El mayordomo acababa de entrar rutilante en la salita. Si sintió alguna sorpresa o alarma al advertir la presencia de la policía en la casa, no mostró ningún signo de ello. Su porte tenía la majestad de siempre.
—He venido a ver si deseaba alguna cosa, señora.
—Nada, muchas gracias —respondió Bill.
—Oiga, ¿y éste quién es? —preguntó el sargento.
—El mayordomo de mi hermana. Permítanme… Sargento…
—Ward, señora. Y el agente Morehouse.
—Gracias. Míster Phipps… El sargento Ward y el agente Morehouse.
—¿Cómo están? —saludó Phipps.
—Encantado de conocerle —dijo el sargento.
—¡Hola! —dijo su compañero, en tono igualmente afable.
Bill, muy femenina, se apresuró a interesarse por el bienestar del mayordomo.
—Se ha quedado usted en pie hasta muy tarde, Phipps… ¿O es que no podía dormir?
—No, señora. He sufrido un fastidioso insomnio. Algo muy raro en mí, señora.
—Tendría que haber probado a contar ovejas.
—Lo hice, señora, pero sin resultado. Así que finalmente me tomé la libertad de ir a la sala de proyección y pasar
King Kong
.
El sargento profirió una exclamación.
—¡Cómo! ¿Que estaba usted en esa sala de proyección?
—En efecto, señor.
Era evidente que el sargento lo había adivinado todo. Su mente entrenada captó en seguida el significado del relato del mayordomo.
—¡Pues ya está! Aquí tenemos la explicación del misterio y el caso resuelto. La señora pensó que habían entrado ladrones.
—Mistress Cork —aclaró Bill—. Acaba de dejarnos. Oyó ruidos y se alarmó.
—Lo siento, señora. Traté de ser lo más discreto posible.
El sargento se secó los labios poniéndose en pie.
—Bueno, ahora sí que tendremos que marcharnos. Buenas noches, señora.
—Buenas noches. Y practique esa fuerza dramática.
—Lo haré, señora.
—Le deseo suerte en sus esfuerzos artísticos.
—Muchas gracias, señora. Pero uno se descorazona un poco. Cuanto más acudes a esas malditas pruebas de selección, más chascos te dan.
—Así es Hollywood.
—Así es Hollywood…
—Tiene usted mucha razón, ¡así es Hollywood! —dijo el agente—. Una ciudad de oropel, en donde la tragedia se oculta tras millares de falsas sonrisas, y…

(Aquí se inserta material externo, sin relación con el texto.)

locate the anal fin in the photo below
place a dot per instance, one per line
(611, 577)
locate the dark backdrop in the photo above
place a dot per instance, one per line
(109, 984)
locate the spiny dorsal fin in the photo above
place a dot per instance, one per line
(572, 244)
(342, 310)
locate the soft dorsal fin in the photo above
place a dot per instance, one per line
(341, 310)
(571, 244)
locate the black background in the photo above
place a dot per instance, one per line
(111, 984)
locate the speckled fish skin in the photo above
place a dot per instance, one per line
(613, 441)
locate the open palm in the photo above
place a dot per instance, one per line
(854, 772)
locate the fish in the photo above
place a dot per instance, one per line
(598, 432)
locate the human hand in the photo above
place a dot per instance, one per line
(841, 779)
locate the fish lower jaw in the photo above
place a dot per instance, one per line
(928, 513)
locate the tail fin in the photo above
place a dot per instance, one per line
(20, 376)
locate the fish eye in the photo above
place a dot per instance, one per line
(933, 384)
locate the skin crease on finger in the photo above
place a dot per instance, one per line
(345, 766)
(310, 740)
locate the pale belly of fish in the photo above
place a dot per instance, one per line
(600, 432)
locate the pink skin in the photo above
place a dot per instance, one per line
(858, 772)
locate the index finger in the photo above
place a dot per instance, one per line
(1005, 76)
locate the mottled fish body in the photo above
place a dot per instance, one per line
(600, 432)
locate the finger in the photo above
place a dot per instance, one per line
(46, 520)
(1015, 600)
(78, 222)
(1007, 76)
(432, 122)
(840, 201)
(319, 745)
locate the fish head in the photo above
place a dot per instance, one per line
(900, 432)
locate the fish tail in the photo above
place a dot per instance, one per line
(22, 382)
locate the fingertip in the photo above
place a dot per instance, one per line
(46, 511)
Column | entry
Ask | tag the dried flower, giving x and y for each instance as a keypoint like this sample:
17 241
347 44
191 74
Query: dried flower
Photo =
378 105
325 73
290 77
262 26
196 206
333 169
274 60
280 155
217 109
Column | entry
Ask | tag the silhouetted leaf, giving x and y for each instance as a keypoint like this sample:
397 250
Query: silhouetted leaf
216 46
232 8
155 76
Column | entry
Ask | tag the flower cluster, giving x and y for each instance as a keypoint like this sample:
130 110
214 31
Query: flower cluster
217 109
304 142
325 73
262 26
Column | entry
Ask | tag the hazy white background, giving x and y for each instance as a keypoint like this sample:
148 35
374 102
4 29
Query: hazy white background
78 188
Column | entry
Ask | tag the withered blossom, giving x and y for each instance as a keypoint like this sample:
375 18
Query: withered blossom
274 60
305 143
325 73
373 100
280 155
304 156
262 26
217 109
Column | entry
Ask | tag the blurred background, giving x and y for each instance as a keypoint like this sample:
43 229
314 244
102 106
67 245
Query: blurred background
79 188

—Anda, vamos —dijo el sargento.
Bill cerró la cristalera tras ellos, y Smedley respiró a placer la primera bocanada de aire que no quedaba ahogada en su garganta desde que comenzaran los oscuros sucesos de aquella noche.
—Bill —dijo—, has estado maravillosa.
—Gracias, Smedley. Como diría Phipps, sólo he pretendido complaceros.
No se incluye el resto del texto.